Clarissa diede alcune brevi indicazioni alla cameriera e poi mi
invitò a prendere posto nell’intimo salottino che era stato disposto
accanto al fuoco. Sprofondai nella morbida poltrona di pelle scura,
cercando di sedermi compostamente e sistemandomi la gonna che
mi si era arricciata sopra le ginocchia.
La donna si accomodò nella seduta di fronte alla mia,
congiungendo i palmi delle mani; un grosso rubino scarlatto riluceva
dal medio della sua mano destra.
«Mi rallegra che tu abbia accettato la mia proposta, Costanza.»
Esordì sorridendo, pur senza entusiasmo.
«Io sono lusingata dalla sua generosità, signora Carignani, ma
devo essere franca con lei… il motivo di tanta disponibilità nei miei
confronti continua a sfuggirmi. Conosceva bene mia madre?»
Domandai tutto d’un fiato prima che mi mancasse il coraggio di
proferire quelle parole.
La cameriera giunse il quel momento, poggiando due tazze
traboccanti di tè e un vassoio ricolmo di pasticcini secchi.
«Una o due zollette di zucchero, cara?» mi chiese imperturbabile.
«Una, grazie.» Il dolce parallelepipedo affondò nel liquido caldo
con un delicato tonfo, poi ci fu un imbarazzante silenzio, riempito
solo dallo sfregare dei cucchiaini di pregiata argenteria sul servizio di
porcellana.
«Era proprio di questo che volevo parlare con te…» continuò
Clarissa, dopo una pausa interminabile.
«Conoscevo molto bene tua nonna e, quando si ammalò e morì,
mi affidò tua madre, che riposi in pace. Io ho cresciuto Mirella come
se fossa stata mia figlia.» Sgranai gli occhi dalla sorpresa; perché
allora lei non mi aveva mai parlato di quella donna?
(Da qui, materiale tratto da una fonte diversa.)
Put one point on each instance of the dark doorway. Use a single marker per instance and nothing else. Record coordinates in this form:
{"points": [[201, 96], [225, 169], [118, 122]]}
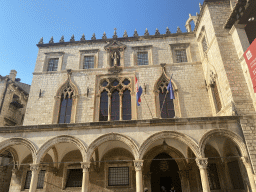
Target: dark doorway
{"points": [[164, 172]]}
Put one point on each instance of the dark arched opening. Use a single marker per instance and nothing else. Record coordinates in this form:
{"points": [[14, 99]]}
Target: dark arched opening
{"points": [[164, 172]]}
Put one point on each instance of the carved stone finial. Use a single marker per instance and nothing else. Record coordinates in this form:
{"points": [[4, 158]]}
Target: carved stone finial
{"points": [[125, 34], [200, 6], [93, 37], [41, 41], [51, 40], [62, 39], [135, 33], [104, 35], [72, 38], [179, 30], [146, 32], [202, 163], [115, 34], [168, 32], [157, 32], [83, 38]]}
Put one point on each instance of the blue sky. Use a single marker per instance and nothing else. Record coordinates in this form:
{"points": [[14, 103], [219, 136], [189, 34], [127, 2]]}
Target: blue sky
{"points": [[24, 22]]}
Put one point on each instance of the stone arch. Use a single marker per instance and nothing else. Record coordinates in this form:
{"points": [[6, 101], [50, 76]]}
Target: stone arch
{"points": [[61, 139], [164, 79], [67, 84], [6, 145], [224, 133], [188, 25], [169, 135], [113, 137]]}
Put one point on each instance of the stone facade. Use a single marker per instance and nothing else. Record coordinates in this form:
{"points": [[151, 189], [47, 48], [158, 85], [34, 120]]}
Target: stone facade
{"points": [[208, 145]]}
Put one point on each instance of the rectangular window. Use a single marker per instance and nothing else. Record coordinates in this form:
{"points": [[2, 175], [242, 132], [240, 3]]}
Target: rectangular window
{"points": [[181, 55], [204, 44], [142, 58], [118, 176], [28, 180], [75, 177], [53, 64], [88, 62], [40, 183]]}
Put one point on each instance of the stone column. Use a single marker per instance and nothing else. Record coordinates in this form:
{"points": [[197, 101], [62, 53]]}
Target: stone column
{"points": [[85, 182], [248, 167], [202, 165], [35, 168], [138, 168]]}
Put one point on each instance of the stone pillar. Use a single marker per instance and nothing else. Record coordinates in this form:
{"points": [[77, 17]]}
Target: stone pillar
{"points": [[248, 167], [202, 165], [85, 182], [35, 168], [138, 168]]}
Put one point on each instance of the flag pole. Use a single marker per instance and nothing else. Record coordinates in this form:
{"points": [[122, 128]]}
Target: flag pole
{"points": [[165, 97], [148, 106]]}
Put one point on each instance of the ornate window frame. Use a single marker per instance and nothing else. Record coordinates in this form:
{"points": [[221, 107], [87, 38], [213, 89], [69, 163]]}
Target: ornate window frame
{"points": [[99, 89], [53, 55], [165, 79], [91, 52], [138, 49], [181, 46], [67, 83]]}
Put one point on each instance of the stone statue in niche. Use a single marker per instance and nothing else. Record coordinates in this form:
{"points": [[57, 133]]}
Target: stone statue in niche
{"points": [[115, 58]]}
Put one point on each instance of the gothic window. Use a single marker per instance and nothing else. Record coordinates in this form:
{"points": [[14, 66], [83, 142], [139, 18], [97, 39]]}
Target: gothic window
{"points": [[74, 178], [53, 64], [88, 62], [104, 106], [142, 58], [66, 106], [166, 104], [213, 176], [40, 183], [117, 92], [126, 105], [181, 55], [118, 176]]}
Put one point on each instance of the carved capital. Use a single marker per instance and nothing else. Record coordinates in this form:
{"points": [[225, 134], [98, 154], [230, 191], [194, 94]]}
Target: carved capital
{"points": [[138, 165], [85, 166], [35, 167], [246, 161], [202, 163]]}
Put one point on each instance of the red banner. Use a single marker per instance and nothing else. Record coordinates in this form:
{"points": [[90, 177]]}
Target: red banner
{"points": [[250, 58]]}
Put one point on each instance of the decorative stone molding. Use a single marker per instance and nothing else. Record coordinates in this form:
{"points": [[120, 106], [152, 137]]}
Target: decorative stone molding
{"points": [[223, 133], [138, 164], [202, 163], [169, 135], [61, 139], [113, 137]]}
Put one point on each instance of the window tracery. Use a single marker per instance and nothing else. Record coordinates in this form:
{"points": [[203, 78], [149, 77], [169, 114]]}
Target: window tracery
{"points": [[66, 102], [115, 99]]}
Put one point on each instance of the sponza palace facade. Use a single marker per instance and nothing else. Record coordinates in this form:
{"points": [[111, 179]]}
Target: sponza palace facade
{"points": [[83, 131]]}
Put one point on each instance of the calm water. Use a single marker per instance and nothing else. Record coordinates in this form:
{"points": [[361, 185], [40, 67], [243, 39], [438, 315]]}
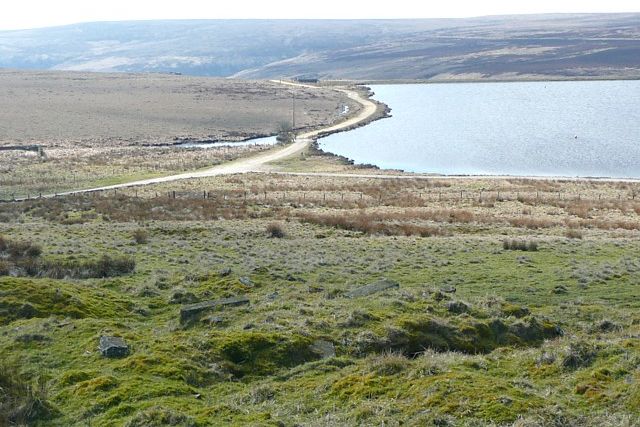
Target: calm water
{"points": [[552, 128]]}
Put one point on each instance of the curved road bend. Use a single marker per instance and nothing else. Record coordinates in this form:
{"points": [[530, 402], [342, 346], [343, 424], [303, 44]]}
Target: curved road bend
{"points": [[254, 163]]}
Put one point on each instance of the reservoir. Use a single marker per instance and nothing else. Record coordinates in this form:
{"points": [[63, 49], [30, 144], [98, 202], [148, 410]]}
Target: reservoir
{"points": [[580, 128]]}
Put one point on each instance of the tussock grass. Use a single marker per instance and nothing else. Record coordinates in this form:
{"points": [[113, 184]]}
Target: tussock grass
{"points": [[21, 401]]}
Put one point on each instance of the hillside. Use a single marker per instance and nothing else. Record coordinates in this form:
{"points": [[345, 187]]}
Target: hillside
{"points": [[557, 46]]}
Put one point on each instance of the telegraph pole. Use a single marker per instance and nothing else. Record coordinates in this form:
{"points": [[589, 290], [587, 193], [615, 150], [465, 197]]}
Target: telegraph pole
{"points": [[293, 111]]}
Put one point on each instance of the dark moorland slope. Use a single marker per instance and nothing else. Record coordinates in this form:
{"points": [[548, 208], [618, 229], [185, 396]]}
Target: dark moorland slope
{"points": [[513, 47]]}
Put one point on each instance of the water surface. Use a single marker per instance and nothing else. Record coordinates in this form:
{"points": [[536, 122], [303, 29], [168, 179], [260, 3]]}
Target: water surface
{"points": [[532, 128]]}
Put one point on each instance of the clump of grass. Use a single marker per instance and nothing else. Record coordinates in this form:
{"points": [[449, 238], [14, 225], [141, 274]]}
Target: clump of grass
{"points": [[375, 223], [388, 363], [275, 230], [520, 245], [17, 250], [105, 266], [157, 416], [22, 403], [573, 234], [140, 236], [22, 258]]}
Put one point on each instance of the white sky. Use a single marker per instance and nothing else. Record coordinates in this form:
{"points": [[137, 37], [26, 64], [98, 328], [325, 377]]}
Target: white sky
{"points": [[18, 14]]}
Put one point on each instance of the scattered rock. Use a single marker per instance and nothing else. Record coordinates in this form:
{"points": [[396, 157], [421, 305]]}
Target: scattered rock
{"points": [[113, 347], [213, 320], [182, 297], [458, 307], [29, 338], [608, 326], [515, 311], [193, 311], [148, 292], [579, 355], [560, 289], [246, 282], [291, 278], [379, 286], [324, 349], [27, 311]]}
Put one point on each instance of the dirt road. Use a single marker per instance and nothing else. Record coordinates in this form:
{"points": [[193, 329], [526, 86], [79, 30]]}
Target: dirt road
{"points": [[257, 163]]}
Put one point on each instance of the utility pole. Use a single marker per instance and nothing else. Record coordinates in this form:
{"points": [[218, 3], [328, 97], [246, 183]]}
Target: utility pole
{"points": [[293, 111]]}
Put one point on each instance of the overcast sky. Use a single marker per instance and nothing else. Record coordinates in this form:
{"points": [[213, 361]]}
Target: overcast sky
{"points": [[17, 14]]}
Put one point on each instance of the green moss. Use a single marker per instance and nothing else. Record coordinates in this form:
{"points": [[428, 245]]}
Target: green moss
{"points": [[28, 298], [258, 353]]}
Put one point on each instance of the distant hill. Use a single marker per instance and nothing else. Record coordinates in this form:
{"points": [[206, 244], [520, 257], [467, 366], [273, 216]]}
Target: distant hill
{"points": [[490, 47]]}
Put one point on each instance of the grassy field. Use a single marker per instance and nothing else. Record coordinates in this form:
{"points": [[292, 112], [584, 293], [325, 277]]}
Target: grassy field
{"points": [[102, 129], [505, 302]]}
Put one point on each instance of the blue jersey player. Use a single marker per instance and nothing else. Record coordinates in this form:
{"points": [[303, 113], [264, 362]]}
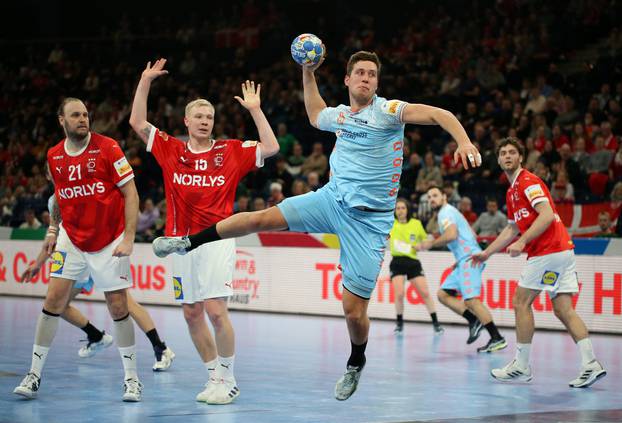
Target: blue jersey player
{"points": [[358, 201], [466, 277]]}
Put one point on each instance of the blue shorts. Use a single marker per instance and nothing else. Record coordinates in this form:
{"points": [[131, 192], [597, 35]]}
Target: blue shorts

«Comprendo il tuo sconcerto; purtroppo, avvenimenti dei quali non
posso fornirti spiegazioni, ci hanno irrimediabilmente allontanate e il
nostro rapporto si è compromesso ma non voglio tediarti con inutili
ricordi. Quello che voglio che tu sappia è, invece, che sono davvero
felice di averti qui e che mi ricordi incredibilmente lei, quella figlia di
cui ho perso l’affetto troppo presto.» Mi ravviai i capelli all’indietro
senza sapere cosa dire, così buttai lì la prima cosa che mi passava
per la testa:
«Ha altri figli, signora Carignani?» il dolore era trapelato chiaro e
vivido dalle sue parole e volevo sapere fino a che punto
quell’anziana donna si fosse sentita sola dopo la partenza di mia
madre; se il vuoto lasciato da Mirella fosse stato il motivo della
freddezza che filtrava dai suoi occhi algidi, nonostante il sorriso le
incurvasse le labbra. Clarissa poggiò la tazza sul piattino
socchiudendo le palpebre, meditabonda.
«Sì, avevo un figlio, ci ha lasciato l’anno scorso in seguito a un
tremendo incidente aereo.» Disse sommessamente. Trattenni il fiato
ansiosa; sembravo non azzeccarne una.
«Mi dispiace, sono desolata.» Sussurrai abbassando il viso.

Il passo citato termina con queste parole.